En visite à Paris, le président de Polynésie française expose son chemin vers l'indépendance
Venu pour "prendre le pouls" et "donner le ton de la relation qui sera la nôtre pendant ce mandat", Moetai Brotherson tient à montrer que s'il est indépendantiste, ce qui "peut poser quelques questions vu de Paris", il n'est pas "dans une logique de confrontation", a-t-il expliqué à l'AFP.
Il dit vouloir être "le président de tous les Polynésiens, pas seulement des indépendantistes", affirmant dès son élection que s'il espérait aboutir à un référendum d'autodétermination, ce ne serait pas avant 10 à 15 ans.
"Je suis quelqu'un avec qui on peut travailler", dit celui qui est député, membre du groupe communiste, depuis 2017.
Cette connaissance institutionnelle lui offre une vision : il sait que les changements constitutionnels passeront par une autonomie financière.
"Aujourd'hui, on a un PIB polynésien qui est à peu près de 660 milliards de francs pacifiques (5,5 milliards d'euros) et on a des transferts de l'État qui sont à peu près de 240 milliards (2 milliards d'euros) ça donne une idée du poids de l'action de l'État dans l'économie polynésienne", expose-t-il.
"La question fondamentale, c'est : Est-ce qu'on peut ? Et comment on se substitue à ces transferts de l'État ? Parce que si on n'y arrive pas, ça va être difficile de convaincre les gens qu'on peut être indépendant", souligne-t-il.
Avec l'aide de l'État
Le programme pour arriver à se substituer à ces transferts annuels passe, selon son parti, par le développement économique des cinq archipels qui constituent la Polynésie française grâce au tourisme, à la pêche, au développement des énergies renouvelables et au développement numérique.
"Aujourd'hui, on a 200 000 touristes par an en Polynésie qui rapportent à l'économie 70 milliards XPF (590 millions d'euros). Notre objectif est d'arriver à 600 000 touristes en 10 à 15 ans. Si on calcule la fiscalité qui en découle, on atteint entre 50 et 60 milliards, soit le tiers des transferts de l'État", avance M. Brotherson.
Le futur câble sous-marin, qui va relier le Chili à l'Australie en passant par la Polynésie, portera à trois le nombre de câbles qui desservent ces îles du Pacifique sud et suscite également chez cet ingénieur en informatique et télécoms de formation l'ambition d'attirer la construction de data-centers ou de centres d'appels.
Des projets pour lesquels les indépendantistes demanderont à l'État "d'investir massivement, par à coup, pour pouvoir franchir des paliers", reconnaît Moetai Brotherson.

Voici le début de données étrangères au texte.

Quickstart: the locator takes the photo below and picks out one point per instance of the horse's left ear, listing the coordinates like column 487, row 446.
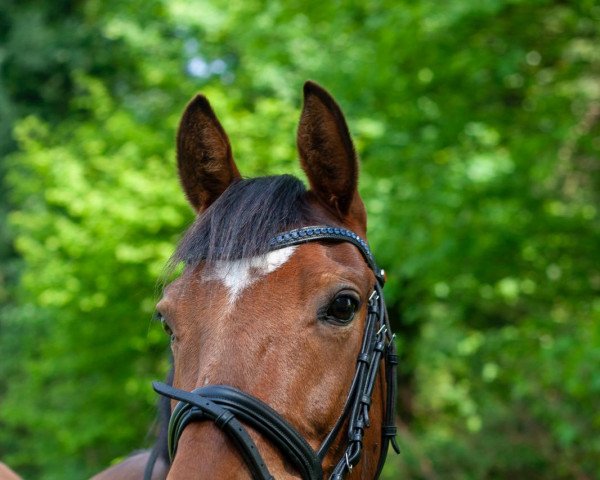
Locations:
column 326, row 151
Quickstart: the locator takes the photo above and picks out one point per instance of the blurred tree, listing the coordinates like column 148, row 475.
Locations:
column 478, row 125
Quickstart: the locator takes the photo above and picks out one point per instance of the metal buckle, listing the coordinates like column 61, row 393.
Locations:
column 348, row 463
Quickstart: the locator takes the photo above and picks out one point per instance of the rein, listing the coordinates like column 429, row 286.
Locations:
column 227, row 406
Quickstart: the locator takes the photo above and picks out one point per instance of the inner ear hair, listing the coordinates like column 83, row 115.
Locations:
column 204, row 159
column 327, row 154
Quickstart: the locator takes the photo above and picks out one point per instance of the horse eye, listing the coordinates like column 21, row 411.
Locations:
column 343, row 308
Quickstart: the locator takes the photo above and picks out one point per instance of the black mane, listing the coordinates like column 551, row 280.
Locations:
column 240, row 223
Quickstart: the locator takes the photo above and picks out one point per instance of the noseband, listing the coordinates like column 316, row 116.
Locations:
column 227, row 406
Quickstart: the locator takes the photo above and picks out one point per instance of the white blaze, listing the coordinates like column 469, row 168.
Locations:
column 238, row 275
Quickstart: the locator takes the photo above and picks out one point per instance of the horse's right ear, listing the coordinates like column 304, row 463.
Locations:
column 204, row 159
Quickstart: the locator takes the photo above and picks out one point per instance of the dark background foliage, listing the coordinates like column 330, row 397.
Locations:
column 478, row 124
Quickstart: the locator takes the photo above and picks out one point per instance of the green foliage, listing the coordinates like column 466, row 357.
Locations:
column 478, row 126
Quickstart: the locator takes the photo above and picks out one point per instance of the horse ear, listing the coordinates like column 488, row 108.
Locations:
column 326, row 151
column 204, row 159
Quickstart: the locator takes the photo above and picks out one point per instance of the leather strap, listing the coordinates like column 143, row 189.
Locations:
column 198, row 407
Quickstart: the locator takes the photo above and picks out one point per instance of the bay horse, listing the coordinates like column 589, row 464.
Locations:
column 283, row 358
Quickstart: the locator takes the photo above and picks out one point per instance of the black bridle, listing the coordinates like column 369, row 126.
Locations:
column 227, row 406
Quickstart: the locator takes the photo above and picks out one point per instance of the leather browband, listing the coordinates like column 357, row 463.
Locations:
column 224, row 405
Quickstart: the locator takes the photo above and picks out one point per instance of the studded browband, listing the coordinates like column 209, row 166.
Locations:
column 227, row 406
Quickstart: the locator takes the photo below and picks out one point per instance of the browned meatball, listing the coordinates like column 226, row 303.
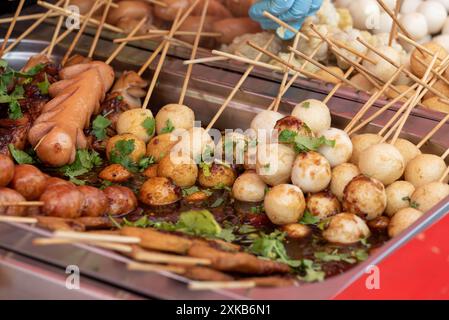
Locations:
column 95, row 202
column 159, row 191
column 216, row 175
column 63, row 201
column 29, row 181
column 122, row 200
column 10, row 195
column 6, row 170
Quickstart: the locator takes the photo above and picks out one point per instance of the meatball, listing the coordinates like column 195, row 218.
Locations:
column 341, row 176
column 63, row 201
column 342, row 150
column 383, row 162
column 274, row 163
column 398, row 196
column 216, row 175
column 407, row 149
column 139, row 146
column 360, row 143
column 365, row 196
column 159, row 191
column 122, row 200
column 95, row 202
column 139, row 122
column 249, row 187
column 160, row 146
column 10, row 195
column 314, row 113
column 115, row 173
column 284, row 204
column 403, row 219
column 6, row 170
column 180, row 169
column 423, row 169
column 346, row 228
column 311, row 172
column 323, row 204
column 427, row 196
column 176, row 116
column 29, row 181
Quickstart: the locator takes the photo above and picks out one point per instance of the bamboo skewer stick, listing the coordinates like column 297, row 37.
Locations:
column 11, row 26
column 161, row 61
column 56, row 32
column 210, row 285
column 81, row 17
column 83, row 236
column 123, row 44
column 30, row 29
column 196, row 43
column 237, row 87
column 371, row 101
column 81, row 31
column 99, row 29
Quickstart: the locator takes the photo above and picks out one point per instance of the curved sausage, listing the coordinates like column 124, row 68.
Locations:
column 234, row 27
column 6, row 170
column 29, row 181
column 121, row 200
column 58, row 131
column 10, row 195
column 95, row 202
column 62, row 201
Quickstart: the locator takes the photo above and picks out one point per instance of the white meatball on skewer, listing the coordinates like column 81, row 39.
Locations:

"Si demain, on veut se fixer des objectifs ambitieux de transition énergétique, c'est pas les 7 milliards du fonds de transition énergétique promis par le président Macron qui vont permettre réellement de changer la donne, c'est peut-être dix fois ça, assure-t-il. Mais après, on aura moins d'argent à demander à l'État. C'est le pari qu'on veut lui proposer : on va peut-être être plus exigeants, mais derrière, tout le monde y gagnera", assure-t-il.
Par ailleurs, s'il "nous faut arriver à substituer ce qui doit l'être des transferts de l'État actuel, il y a une partie qui devra rester de la responsabilité de l'État, pour nous, c'est une dette", indique le président de la Polynésie.
Ainsi, il a prévu d'aborder avec les différents membres du gouvernement rencontrés cette semaine le renouvellement des conventions de partenariat et de financement concernant notamment la santé et l'éducation qui lient l'État et la Polynésie, et vont prochainement devoir être renouvelées.
Il demande également la prise en charge des maladies radio-induites, conséquences des essais nucléaires menés par la France en Polynésie entre 1966 et 1996, alors que la caisse d'assurance maladie locale est "un gouffre sans fond". "Ce n'est pas aux Polynésiens de financer les conséquences d'un fait d'État", assène-t-il.
Entre fermeté et assurance, M. Brotherson compte appliquer sa méthode au cours de son mandat de cinq ans, renouvelable une fois. Sur la voie de l'indépendance.
Le président de la Polynésie a profité de son passage à Paris, pour quitter ses fonctions de député, en vertu du non-cumul des mandats, salué mardi par une ovation de l'hémicycle.
"Je connais en vous un parlementaire profondément respectueux, un opposant ferme, mais attaché au débat démocratique et toujours prêt au dialogue", lui a lancé la Première ministre Elisabeth Borne, comme un hommage à la "méthode Moetai Brotherson".